Es un profundo vacío indefinido que nos acompañará a lo largo de nuestra vida.
Irremediablemente aparece también un deseo de llenarlo.
Es entonces cuando empezamos nuestra particular cruzada en acumular, amasar, poseer.
Albergamos la vana ilusión de llenarlo con objetos, personas, logros personales,profesionales, intelectuales…
Nuestra sociedad  anima y aplaude esta tendencia:  ya que para ella «somos lo que tenemos».
Y nos vemos inmersos en una auténtica vorágine desproporcionada por acumular más y más.
Contra más poseemos, más crece nuestra ansiedad ya que se hace cada vez más patente que «todo lo que hemos logrado lo podemos llegar a perder».
Porque no hay nada, absolutamente nada de lo que hayamos acumulado que no pueda desaparecer en cualquier momento.
Y el vacío sigue ahí, más hondo y profundo.
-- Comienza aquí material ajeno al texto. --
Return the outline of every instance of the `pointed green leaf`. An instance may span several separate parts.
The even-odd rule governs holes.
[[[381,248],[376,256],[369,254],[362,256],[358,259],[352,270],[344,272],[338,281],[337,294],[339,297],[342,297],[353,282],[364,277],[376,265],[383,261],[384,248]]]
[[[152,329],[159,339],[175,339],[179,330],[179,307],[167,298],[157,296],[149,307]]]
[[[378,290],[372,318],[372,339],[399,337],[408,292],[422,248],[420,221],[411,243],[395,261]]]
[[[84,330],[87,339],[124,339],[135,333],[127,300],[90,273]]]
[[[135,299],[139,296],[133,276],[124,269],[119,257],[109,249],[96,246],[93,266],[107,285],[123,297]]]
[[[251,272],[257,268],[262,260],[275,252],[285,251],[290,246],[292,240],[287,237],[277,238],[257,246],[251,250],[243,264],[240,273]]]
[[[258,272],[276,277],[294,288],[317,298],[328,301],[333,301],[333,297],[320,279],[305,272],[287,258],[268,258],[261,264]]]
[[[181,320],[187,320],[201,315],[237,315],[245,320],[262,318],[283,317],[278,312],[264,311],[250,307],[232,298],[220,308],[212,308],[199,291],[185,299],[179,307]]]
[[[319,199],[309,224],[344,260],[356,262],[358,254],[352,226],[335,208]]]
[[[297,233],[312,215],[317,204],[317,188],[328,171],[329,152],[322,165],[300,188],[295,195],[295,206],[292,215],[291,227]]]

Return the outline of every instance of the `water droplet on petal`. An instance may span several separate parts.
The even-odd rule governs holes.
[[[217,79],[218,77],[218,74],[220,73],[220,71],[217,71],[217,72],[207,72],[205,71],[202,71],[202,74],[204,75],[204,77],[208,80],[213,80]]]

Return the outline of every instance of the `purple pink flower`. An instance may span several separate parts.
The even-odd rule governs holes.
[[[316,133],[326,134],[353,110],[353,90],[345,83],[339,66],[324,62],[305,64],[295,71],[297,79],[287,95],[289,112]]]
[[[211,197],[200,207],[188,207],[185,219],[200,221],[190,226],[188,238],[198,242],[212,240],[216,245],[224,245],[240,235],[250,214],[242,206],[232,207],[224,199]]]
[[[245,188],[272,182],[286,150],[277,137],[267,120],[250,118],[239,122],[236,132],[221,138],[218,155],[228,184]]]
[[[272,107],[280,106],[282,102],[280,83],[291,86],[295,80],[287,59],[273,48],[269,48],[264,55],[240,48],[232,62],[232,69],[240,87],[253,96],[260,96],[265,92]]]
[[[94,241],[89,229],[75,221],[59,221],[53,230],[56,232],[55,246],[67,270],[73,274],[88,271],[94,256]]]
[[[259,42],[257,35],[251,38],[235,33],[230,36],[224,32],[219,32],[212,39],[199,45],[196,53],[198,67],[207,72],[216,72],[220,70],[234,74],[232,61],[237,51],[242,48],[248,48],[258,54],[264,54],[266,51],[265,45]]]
Es entonces cuando, si tenemos la fortuna de estar atentos y despiertos, mirando con los ojos del corazón, podemos darnos cuenta de que es inútil todo esfuerzo por querer llenarlo desde el exterior: sólo puede hacerse desde el interior.
Necesitamos un nuevo planteamiento de vida: centrado más en el «ser» que en el «tener».
Sólo así podremos descubrir realmente nuestro enorme potencial humano. Nuestra extraordinaria capacidad para hacer el bien, para conectar con el sufrimiento de los demás,  para comprender, escuchar, acompañar, dar felicidad, amar…
Empezamos a sentir, entonces, que el entregarnos a los demás, nos llena.
Que cualquier gesto, por pequeño que sea, de generosidad desinteresada, de desprendimiento, de auténtico amor, aporta un rayo de luz a nuestra oscuridad.
Que abrir el corazón al sufrimiento de los demás y ofrecerles nuestras manos abiertas  nos llena de una serena felicidad que, poco a poco, de manera muy sutil y delicada, va mitigando el dolor, va iluminando el camino, y se transforma en el centro de nuestra vida.